Afbeelding

Denkend aan Ambacht zie ik…

Algemeen

Door een toevalstreffer, kreeg ik contact met Marjan Lowley-Stehouwer. Zij is de dochter van Jan en Maaike Stehouwer-Valk die op de boerderij ‘Bouwlust‘ aan de Dorpsstraat woonden en de zus van Mattheus, Jeanne, Geri en Kees. Zij waren het laatste echte boerengezin dat op de hoeve woonde. Sinds 1971 woont ze in America. Ze vertelde me dat ze samen met haar zus Jeanne in 2015 in Ambacht was. Voor het eerst zagen ze het Sandelingenpark. Dit zou haar vader prachtig gevonden hebben: een park achter zijn boerderij. Natuurlijk hebben ze toen ook bij ‘De Heeren van Ambacht’ gegeten en een rondleiding gekregen door hun voormalige ouderlijk huis. De kamer waar zij en haar voorgeslacht geboren zijn, is nu de bar!

Toen het oorlog was
Ze vindt het interessant en toevallig dat ‘Bouwlust’ nu een restaurant is. Haar moeder heeft namelijk na het bombardement van Rotterdam een “soup kitchen” opgezet en de hele oorlog heeft ze vluchtelingen, als er genoeg was, een bordje soep met brood aangeboden. Ze maakte toen ook zelf yoghurt (ze hadden melkkoeien), die in een grote kom op de schoorsteen stond te fermenteren. Als ze dat aanbood aan de mensen uit de stad, trokken die hun neus op en vonden die vreemde, zure pap maar niks. Zij heeft toen een klein beetje suiker en wat sap van aardbeitjes of een beetje jam aan de yoghurt toegevoegd en zei dan vrolijk: “Wilt u yoghurt of roze pap”? Ze wilden dan graag die ‘roze pap’ en zaten daarvan te smullen!

Het bordje
Haar zus Geri, die goed kon schilderen, moest van haar moeder een bordje schilderen met aan de ene kant: “Heden brood en soep” en aan de andere kant “Heden geen brood of soep”. Dat bordje hing aan een poortje dat toegang gaf tot de keuken. Daar stond soms een hele rij mensen (vluchtelingen) te wachten om wat te eten te krijgen. Als alles op was zei haar moeder, “Ga het bordje omdraaien!” Zus Geri (toen 7 jaar oud) vond het vreselijk om dat te moeten doen terwijl al die hongerige mensen haar smekend aankeken. Jaren later toen ze dat vertelde, was het voor haar nog steeds traumatisch om aan te denken en ze heeft het nooit vergeten.
Inkwartiering 
In die oorlogsjaren was de boerderij ook voor een deel door Duitsers gevorderd, vertelde Marjan. De kamer links was de logeerkamer en daar zaten de Duitsers enige tijd ingekwartierd: Ze hadden alle meubelen en beddengoed in de voortuin gegooid en de kamer gevuld met stro. Er zaten iedere avond 15 soldaten tot diep in de nacht te zingen en bier te drinken. Ook de huiskamer voor en achter en de slaapkamer van haar ouders waren in gebruik door de Duitsers. Haar moeder heeft toen een linnenkast in de gang gezet als afscheiding tussen hun en die Duitsers.

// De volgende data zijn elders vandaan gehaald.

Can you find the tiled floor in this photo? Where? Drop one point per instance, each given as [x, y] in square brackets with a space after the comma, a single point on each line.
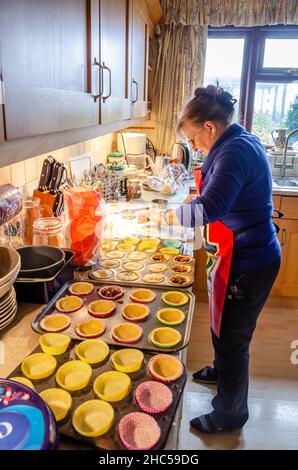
[273, 401]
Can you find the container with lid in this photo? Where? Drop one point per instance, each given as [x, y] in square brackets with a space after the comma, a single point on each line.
[27, 423]
[116, 158]
[48, 231]
[134, 188]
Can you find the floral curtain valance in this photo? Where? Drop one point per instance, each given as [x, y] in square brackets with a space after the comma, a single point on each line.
[181, 39]
[230, 12]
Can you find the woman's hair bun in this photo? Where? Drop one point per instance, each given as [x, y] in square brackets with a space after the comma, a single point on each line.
[215, 93]
[212, 103]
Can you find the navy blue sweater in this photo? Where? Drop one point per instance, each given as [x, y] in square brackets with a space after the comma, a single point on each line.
[237, 190]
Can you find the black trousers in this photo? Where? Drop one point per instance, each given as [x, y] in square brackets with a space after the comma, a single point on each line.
[245, 298]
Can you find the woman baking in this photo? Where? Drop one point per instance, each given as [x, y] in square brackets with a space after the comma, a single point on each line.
[234, 194]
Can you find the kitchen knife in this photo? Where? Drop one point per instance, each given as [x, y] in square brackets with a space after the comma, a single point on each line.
[46, 173]
[58, 178]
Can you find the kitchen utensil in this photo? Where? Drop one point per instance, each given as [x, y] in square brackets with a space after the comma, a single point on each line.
[10, 263]
[45, 178]
[181, 153]
[116, 158]
[10, 202]
[80, 165]
[40, 261]
[8, 308]
[156, 165]
[134, 189]
[58, 178]
[41, 291]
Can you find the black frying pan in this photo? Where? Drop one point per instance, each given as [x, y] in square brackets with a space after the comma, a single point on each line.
[40, 261]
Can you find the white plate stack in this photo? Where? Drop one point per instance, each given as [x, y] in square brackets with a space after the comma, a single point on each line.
[8, 308]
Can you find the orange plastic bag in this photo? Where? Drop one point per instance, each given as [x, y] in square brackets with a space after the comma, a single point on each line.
[85, 214]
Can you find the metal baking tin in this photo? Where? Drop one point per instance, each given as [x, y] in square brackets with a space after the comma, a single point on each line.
[41, 291]
[110, 440]
[116, 318]
[142, 272]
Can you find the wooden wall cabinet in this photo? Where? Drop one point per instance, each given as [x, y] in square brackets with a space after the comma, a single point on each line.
[140, 51]
[71, 70]
[115, 55]
[47, 48]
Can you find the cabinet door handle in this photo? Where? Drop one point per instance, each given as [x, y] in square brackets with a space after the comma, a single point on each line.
[283, 237]
[100, 70]
[105, 67]
[137, 91]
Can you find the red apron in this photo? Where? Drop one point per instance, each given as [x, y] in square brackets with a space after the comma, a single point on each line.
[218, 243]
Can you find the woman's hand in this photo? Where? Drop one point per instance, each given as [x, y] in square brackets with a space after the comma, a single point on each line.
[191, 197]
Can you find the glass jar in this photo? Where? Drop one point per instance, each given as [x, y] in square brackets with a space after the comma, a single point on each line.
[48, 231]
[134, 189]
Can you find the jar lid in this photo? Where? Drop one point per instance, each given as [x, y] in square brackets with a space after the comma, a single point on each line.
[47, 224]
[26, 421]
[115, 154]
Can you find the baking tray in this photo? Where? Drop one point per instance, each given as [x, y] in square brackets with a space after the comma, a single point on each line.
[117, 318]
[41, 291]
[110, 441]
[140, 281]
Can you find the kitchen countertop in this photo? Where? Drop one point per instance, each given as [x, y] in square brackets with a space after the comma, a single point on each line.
[276, 190]
[19, 340]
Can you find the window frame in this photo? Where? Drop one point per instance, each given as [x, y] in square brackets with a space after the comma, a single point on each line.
[253, 70]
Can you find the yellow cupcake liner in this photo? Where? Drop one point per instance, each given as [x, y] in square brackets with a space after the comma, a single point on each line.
[92, 351]
[170, 316]
[147, 246]
[23, 381]
[126, 247]
[54, 343]
[112, 386]
[131, 240]
[154, 241]
[93, 418]
[74, 375]
[127, 360]
[169, 251]
[164, 337]
[58, 400]
[69, 303]
[38, 366]
[81, 288]
[175, 298]
[165, 368]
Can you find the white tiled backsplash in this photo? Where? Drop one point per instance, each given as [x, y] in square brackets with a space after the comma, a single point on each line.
[25, 175]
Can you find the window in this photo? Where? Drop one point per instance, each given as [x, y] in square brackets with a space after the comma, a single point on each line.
[259, 66]
[220, 68]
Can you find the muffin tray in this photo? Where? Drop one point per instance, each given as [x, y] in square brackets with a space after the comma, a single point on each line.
[144, 270]
[110, 440]
[116, 318]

De Duitsers liepen door ’t hele huis met hun grote, vuile laarzen en zaten ook in de schuur, waar ze een keer een heleboel kersen gegeten hadden. Zoveel dat er één dood is gegaan vanwege een “gebarsten maag”. Toen dat verhaal als een lopend vuurtje door ’t huis ging, zaten de kinderen natuurlijk met de oren te klapperen en zagen ze in hun grote “ imagination” het al voor zich: een gebarsten buik met een hele straal kersen die eruit spetterden.

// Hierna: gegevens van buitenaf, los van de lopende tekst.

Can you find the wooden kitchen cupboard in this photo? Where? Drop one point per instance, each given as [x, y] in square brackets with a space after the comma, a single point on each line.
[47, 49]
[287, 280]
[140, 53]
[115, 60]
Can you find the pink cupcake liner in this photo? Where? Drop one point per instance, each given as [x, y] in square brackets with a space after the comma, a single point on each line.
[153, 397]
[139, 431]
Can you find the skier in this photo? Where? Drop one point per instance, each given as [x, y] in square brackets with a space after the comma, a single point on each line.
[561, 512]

De officier moest bij het gezin aan tafel mee eten. Hij was niet de enige, want bij het Stehouwer gezin (vader, moeder en vier kinderen) woonden toen ook opa en oma (hun huis was ook bezet door de Duitsers), een tante met haar zoontje uit Rotterdam en dokter Pluis (de welbekende en geliefde dokter bij oude Ambachters) met zijn hele gezin. ’s Avonds als iedereen naar bed ging, moesten de keukentafel en de stoelen aan de kant en sliepen er wel 12 kinderen op de keukenvloer. En al die kinderen hadden luizen en hun hoofdjes moesten met de petroleumkan begoten worden.

De soldaat
Tegen het einde van de oorlog, tijdens de “Hongerwinter van 1944-’45”, was voedsel heel schaars. De Duitse soldaten werden steeds jonger en jonger. Op een avond was er een harde klop op de keukendeur. Mevrouw Stehouwer deed hem voorzichtig open. Er stond een hele jonge Duitse soldaat op de stoep, nog een kind eigenlijk. Hij hield zijn vinger op en zei streng: “Ik heb een snee in mijn vinger!”, barste in tranen uit en vervolgde: “Ik heb zo’n heimwee. Ik mis mijn moeder!”. Tja, wat doe je dan? Zij heeft hem toen maar binnen gelaten en dacht, “Wat moet ik nu?” want er waren helemaal geen pleisters meer. Toen heeft ze met veel plechtigheid haar naaidoos op de tafel gezet en met de schaar voorzichtig een klein lapje geknipt en dat ceremonieel om de vinger van de soldaat gewonden. Hij zat nog steeds te huilen, dus heeft ze hem maar een kopje warme melk gegeven en zo zaten ze samen, zonder woorden, in de keuken.

Marjan schreef hierbij: “Ik vind dit zo’n aangrijpend verhaal en het illustreert de waanzin van oorlog maar ook hoop voor de mensheid.” En dat ben ik helemaal met haar eens!